COSTING about three-quarter million dollars, the new computerised vehicle inspection machines are expected to improve the LTA's customer service and reduce manual labour.

CEO Naisa Tuinaceva said an American team is installing the new inspection system at LTA's Valelevu office.

Mr Tuinaceva said the fully computerised system cost $250,000 each.

"It will take us about a month to complete the installation phase in the Central Division before we install them in our main centres of Labasa and the Lautoka," he said

"However, this does not mean that employees need to be laid off because of the new machines it only means that now we can divert manpower to other areas that really need beefing up.

"The advantages of the system are that it will cut down on manual labour and it will also improve the organisation's efficiency as customers do not have to wait for long hours for their vehicles to be inspected because the machine only takes 30 minutes to complete a vehicle assessment."

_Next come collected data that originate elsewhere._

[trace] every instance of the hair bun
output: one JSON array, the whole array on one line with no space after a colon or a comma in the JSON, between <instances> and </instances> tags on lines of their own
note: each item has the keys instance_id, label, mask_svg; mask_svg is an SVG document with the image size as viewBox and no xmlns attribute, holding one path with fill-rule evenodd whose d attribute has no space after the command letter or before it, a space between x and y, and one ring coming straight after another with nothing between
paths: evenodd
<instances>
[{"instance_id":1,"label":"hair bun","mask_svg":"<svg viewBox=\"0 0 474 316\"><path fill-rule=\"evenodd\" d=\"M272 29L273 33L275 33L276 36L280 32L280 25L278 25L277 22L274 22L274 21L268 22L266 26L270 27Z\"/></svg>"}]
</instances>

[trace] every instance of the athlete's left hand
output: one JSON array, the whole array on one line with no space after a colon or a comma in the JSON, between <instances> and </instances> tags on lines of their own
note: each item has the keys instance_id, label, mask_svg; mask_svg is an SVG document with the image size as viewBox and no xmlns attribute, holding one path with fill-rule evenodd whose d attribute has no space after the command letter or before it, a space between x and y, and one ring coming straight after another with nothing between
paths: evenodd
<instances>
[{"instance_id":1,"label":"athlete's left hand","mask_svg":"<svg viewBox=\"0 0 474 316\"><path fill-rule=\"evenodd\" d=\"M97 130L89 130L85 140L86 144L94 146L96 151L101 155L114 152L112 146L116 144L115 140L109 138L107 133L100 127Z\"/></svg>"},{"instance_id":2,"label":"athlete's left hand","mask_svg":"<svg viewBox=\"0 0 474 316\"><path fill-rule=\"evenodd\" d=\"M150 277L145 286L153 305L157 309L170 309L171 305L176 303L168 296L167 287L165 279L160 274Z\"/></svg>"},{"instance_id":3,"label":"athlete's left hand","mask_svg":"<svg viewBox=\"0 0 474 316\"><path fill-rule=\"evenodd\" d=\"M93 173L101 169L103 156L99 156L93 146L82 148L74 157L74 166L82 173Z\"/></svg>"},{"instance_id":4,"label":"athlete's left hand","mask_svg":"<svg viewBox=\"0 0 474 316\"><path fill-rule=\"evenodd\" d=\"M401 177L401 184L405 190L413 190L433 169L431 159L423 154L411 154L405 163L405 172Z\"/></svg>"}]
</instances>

Mr Tuinaceva said they needed more officers on the road for enforcement purposes and this was where they would redivert their manpower to.

"When you do this kind of work using the system, it is an advantage since it will nurture efficiency in the organisation.

"The quality of inspection done by the new system is also an advantage as it will only determine whether a vehicle has passed or failed an inspection.

"Therefore, there will be no room for negotiation."

Mr Tuinaceva said that in the past LTA officers were lenient.

"If there is a minor default in the vehicle, they will just pass the vehicle and tell the owner to fix the defect before getting it back for inspection.

"However, with the new system this cannot be the case as the machine will recognise a pass as a pass and a fail as a fail."